Department of Health Sciences, University of Leicester, Leicester.
Br J Gen Pract. 2019 Aug;69(685):e546-e554. doi: 10.3399/bjgp19X704549. Epub 2019 Jun 17.
A previous study found that variables related to population health needs were poor predictors of cross-sectional variations in practice payments.
To investigate whether deprivation scores predicted variations in the increase over time of total payments to general practices per patient, after adjustment for potential confounders.
Longitudinal multilevel model for 2013-2017; 6900 practices (84.4% of English practices).
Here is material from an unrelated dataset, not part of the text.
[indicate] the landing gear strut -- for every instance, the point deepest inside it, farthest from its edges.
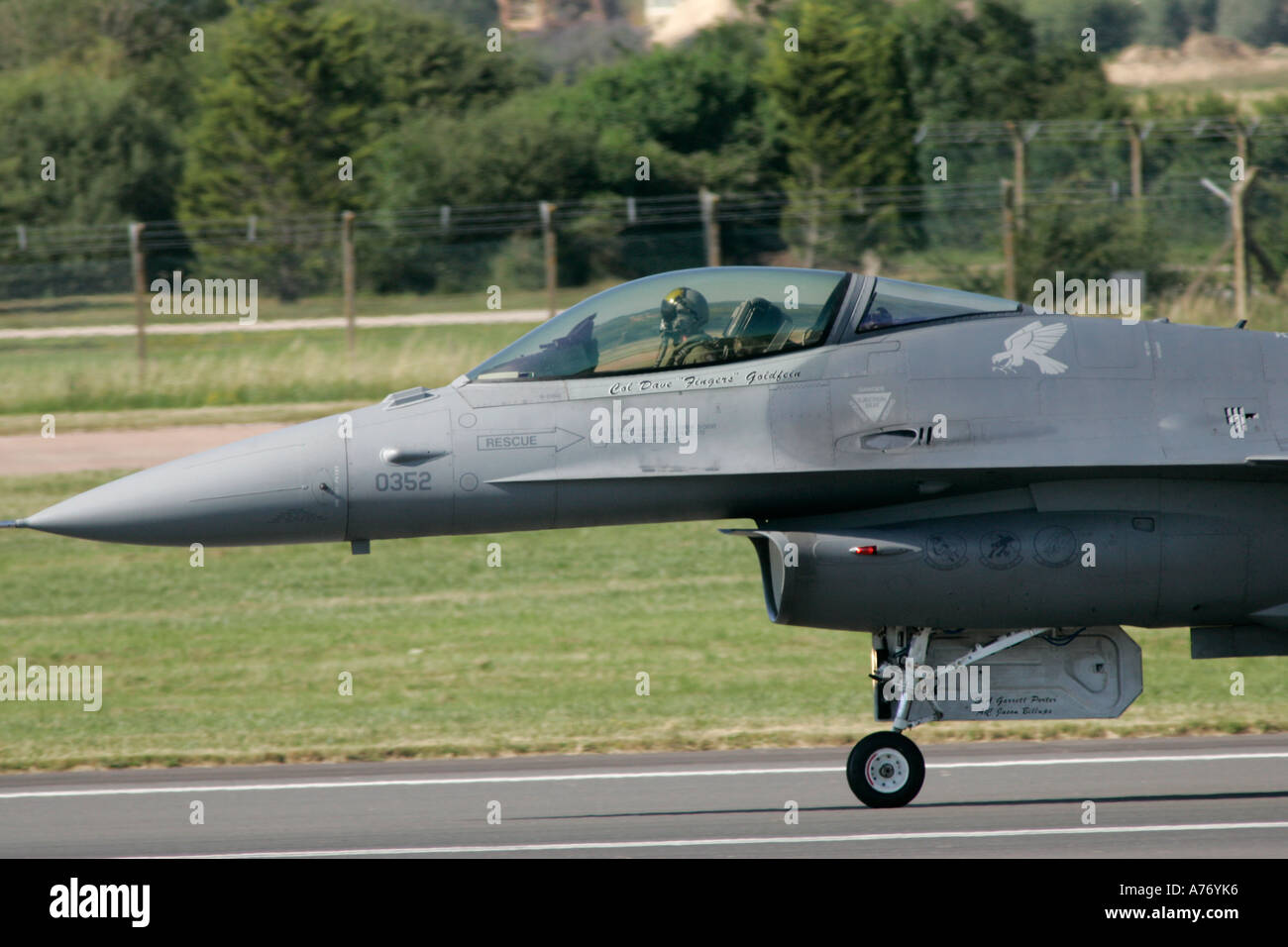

Practices were excluded if total adjusted payments per patient were <£10 or >£500 per patient or if deprivation scores were missing. Main outcome measures were adjusted total NHS payments; calculated by dividing total NHS payments, after deductions and premises payments, by the number of registered patients in each practice. A total of 17 independent variables relating to practice population and organisational factors were included in the model after checking for collinearity.
After adjustment for confounders and the logarithmic transformation of the dependent and main independent variables (due to extremely skewed [positive] distribution of payments), practice deprivation scores predicted very weakly longitudinal variations in total payments' slopes. For each 10% increase in the Index of Multiple Deprivation score, practice payments increased by only 0.06%. The large sample size probably explains why eight of the 17 confounders were significant predictors, but with very small coefficients. Most of the variability was at practice level (intraclass correlation = 0.81).
The existing NHS practice payment formula has demonstrated very little redistributive potential and is unlikely to substantially narrow funding gaps between practices with differing workloads caused by the impact of deprivation.
先前的研究发现,与人口健康需求相关的变量并不能很好地预测实践支付的横断面变化。
调查在调整潜在混杂因素后,剥夺评分是否可以预测每位患者向普通实践支付的总金额随时间增加的变化。
2013-2017 年的纵向多水平模型;6900 家诊所(84.4%的英国诊所)。
如果每位患者的总调整后支付额<£10 或>£500 或剥夺评分缺失,则排除诊所。主要观察指标为调整后的国民保健制度总支付额;通过将扣除和房产支付后的国民保健制度总支付额除以每个实践中的注册患者数量计算得出。在检查了共线性之后,模型中包含了与实践人群和组织因素相关的 17 个独立变量。
在调整混杂因素和因支付的对数转换(由于支付的分布呈极偏态[正])后,实践剥夺评分仅能微弱预测总支付斜率的纵向变化。指数的每增加 10%,实践支付仅增加 0.06%。大样本量可能解释了为什么 17 个混杂因素中有 8 个是显著的预测因素,但系数非常小。大部分变异性是在实践层面(组内相关系数=0.81)。
现有的国民保健制度实践支付公式显示出很小的再分配潜力,不太可能显著缩小因贫困影响而导致工作量不同的实践之间的资金差距。